Some readers may be thinking that they have seen styluses and note taking possible on the ipad for example. This is true, there certainly are styluses available for the ipad however these are not active digitisers and so the difference in the inking experience itself is like night and day. Even though some of the ipad capable styluses now feature pressure sensitivity and a more refined point (although still large due to the nature of capacitive displays) they then lack the palm rejection technology inherent in active digitiser technology and without which just goes back to that night and day experience between the two. Even if this does eventually make it into a software and hardware solution for these devices, Windows and OneNotes handwriting recognition and inking capabilities are simply years ahead of anything to be found on the platform.
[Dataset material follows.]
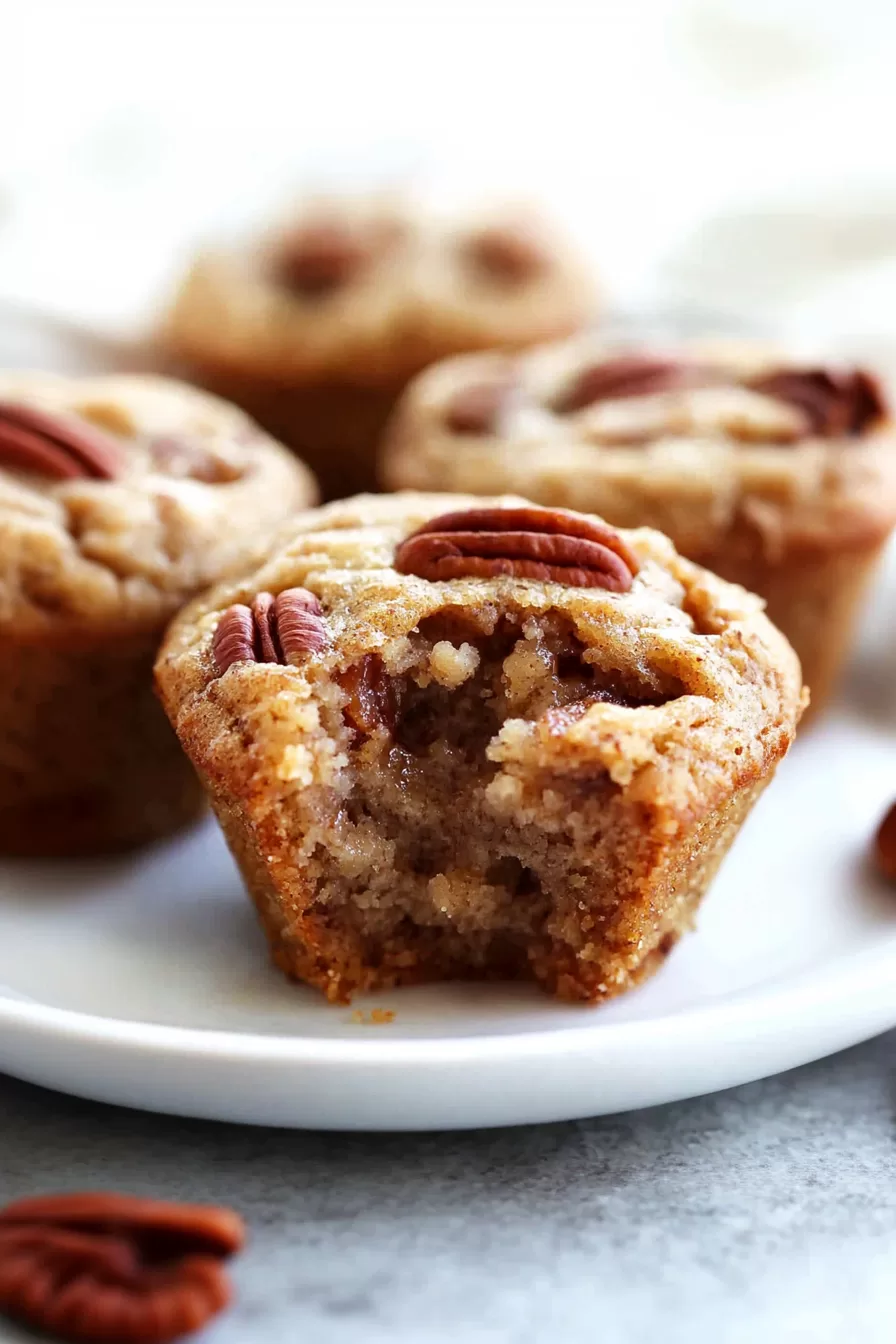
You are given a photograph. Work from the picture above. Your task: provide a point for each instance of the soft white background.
(730, 155)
So again, if you are serious about wanting to move to digital ink and ditch the paper, I genuinely believe this range offers you the strongest option for achieving that task and or goal.
Whilst the s-pen does the job overall it is quite a small stylus and only featuring one button and no eraser its on the lesser side of styluses I have used. The good news is that since the Smart PC utilises a Wacom digitiser you have a range of alternative styluses you can purchase which will work on this units screen, even styluses with eraser functionality.
For me I see the s-pen as more of a handy addon as not every Windows 8 tablet that has inking capabilities has an inbuilt stylus silo. There is nothing worse than losing your stylus or heading into a meeting and not having it on you, so for me this was an important consideration and backup. It may also factor into your buying considerations as the Asus and HP offerings for example will require the stylus purchased as a separate accessory (these can be up to $50).
The only other criticism some will have with the S-pen is the actual silo. As mentioned above its great that it has this inbuilt but there’s no denying its really tightly in built. This is good in the sense that you should have no fear of your s-pen falling out and going walk-about. On the other hand it can be tricky to get out of the silo and based on one of my female colleagues test drives of the unit, I recommend being careful using your nails to do so.
Performance – The Power of the Atom
It’s no secret that in recent years Atom processors have not enjoyed the best of reputations. Often considered cheap and poor performing and made all the worse by being used with even cheaper components to produce those low cost netbooks. This has often resulted in a frustratingly slow and lag ridden experience for consumers. The new dual core 1.8ghz Clover Trail atom processor throws the past out the window and delivers an exceptionally capable, snappy and smooth user experience.
- Day to day use applications like Internet explorer open instantly are quick and response and show no signs of stressing the processor. Same for youtube etc
- Multi-tasking and switching between desktop and metro apps is smooth and flawless
- Office applications like OneNote and Word open in less than 1.5 seconds or simply just as quick as they do on your desktop.
- The device carves through 720p and 1080p content smoothly and without issue
- IE10 in the metro interface is a quick and enjoyable experience on the tablet.
The only negative I could throw at the processor – and I’m inclined to think it more a software issue – is the performance of Metro apps. Much like on the surface they can take several seconds to initialise, generally once they are loaded the performance is great with the exception of the inking experience. For reasons unknown the metro based apps of OneNote MX and S Note Mini do lag when inking but I will stress again the desktop inking applications load quickly, run smooth and fluid.